Abbiamo intervistato Alessandro Stoppani, storica voce di SuperTennis Tv, che ci ha parlato dei suoi esordi e della sua ormai lunga carriera, ma anche sul tennis Atp e Wta. Fra i NextGen il pupillo di Alessandro è il greco Stefanos Tsitsipas, ma afferma che non perderebbe mai una gara di Berrettini, a suo dire ormai destinato a salire fra le prime 30-20 posizioni mondiali in breve tempo.
Ormai sei un telecronista affermato di SuperTennis, Come sei entrato in questa grande famiglia?

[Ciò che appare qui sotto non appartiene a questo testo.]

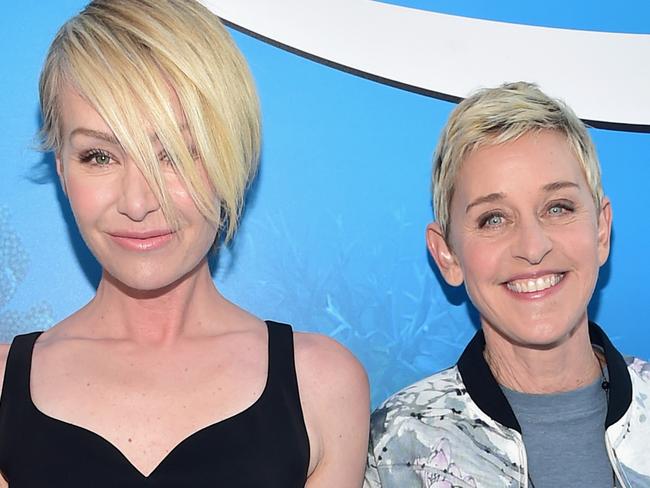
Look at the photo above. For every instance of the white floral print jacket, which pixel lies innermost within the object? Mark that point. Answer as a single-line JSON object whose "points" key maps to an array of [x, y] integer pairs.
{"points": [[456, 429]]}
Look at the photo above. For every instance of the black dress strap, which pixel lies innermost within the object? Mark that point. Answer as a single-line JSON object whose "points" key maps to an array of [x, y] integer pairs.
{"points": [[281, 369], [15, 388]]}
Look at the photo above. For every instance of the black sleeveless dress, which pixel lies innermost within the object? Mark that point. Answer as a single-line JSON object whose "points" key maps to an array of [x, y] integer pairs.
{"points": [[264, 445]]}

La mia esperienza su SuperTennis è ufficialmente scattata nel gennaio del 2011, nel mese di gennaio, con la Hopman Cup di scena a Perth. Ricordo come fosse oggi l’emozione di quanto ho saputo di essere entrato a far parte a tutti gli effetti di questo canale, un’emozione che non potrò mai rimuovere dalla mente e dal cuore. Un’avventura che si è venuta a creare dopo anni di dura gavetta e di esperienze formative a livello professionale, nella città in cui sono nato e cresciuto, nella mia Viterbo. Da quando sono sbarcato su SuperTennis sono ormai trascorsi ben 8 anni (per la cronaca dopo Lorenzo Fares sono il telecronista più “longevo” del canale) e, ogni qualvolta mi presento in cabina di commento con tanto di cuffia e microfono, sono sempre trainato dalla passione e dall’emozione di poter fare ciò che più amo. Lo ritengo un privilegio, anche perché di questi tempi è sempre più complicato poter fare della propria passione una professione.
Dove hai cominciato a muovere i primi passi in questo settore?
Ho collaborato per diversi anni sulla carta stampata (Il corriere laziale, Il Tempo, La voce di Viterbo, Melting Pot, dove mi era stata riservata una rubrica, più varie collaborazioni sul web) nel contesto radiofonico, oltrechè in quello televisivo a livello locale, come telecronista per la Viterbese calcio e per il basket viterbese. Un’altra esperienza che ha segnato i miei inizi di carriera, è stata quella di speaker ufficiale per lunghe 9 stagioni della squadra di basket femminile di Viterbo che ai tempi militava in serie A1, vale a dire nella massima serie della palla a spicchi. Ero un pò il “cantore delle gesta” del basket viterbese. Ricordo con piacere ed orgoglio quell’esperienza, tanto più che in quegli anni avevo coniato (inizialmente per gioco) dei soprannomi per ogni giocatrice che faceva parte della Virtus Viterbo. Parallelamente, però, il tennis ha sempre accompagnato ogni mia giornata, da appassionato, da grande appassionato, con il sogno un giorno di poter diventare un telecronista. Fin da bambino, infatti, il desiderio di intraprendere questa professione mi ha pervaso, al punto che abbassavo il volume pur di simulare le telecronache. Insomma, prima di approdare a SuperTennis mi sono come si suol dire fatto le ossa e ne ho maturate di esperienze che hanno arricchito il mio bagaglio personale e professionale.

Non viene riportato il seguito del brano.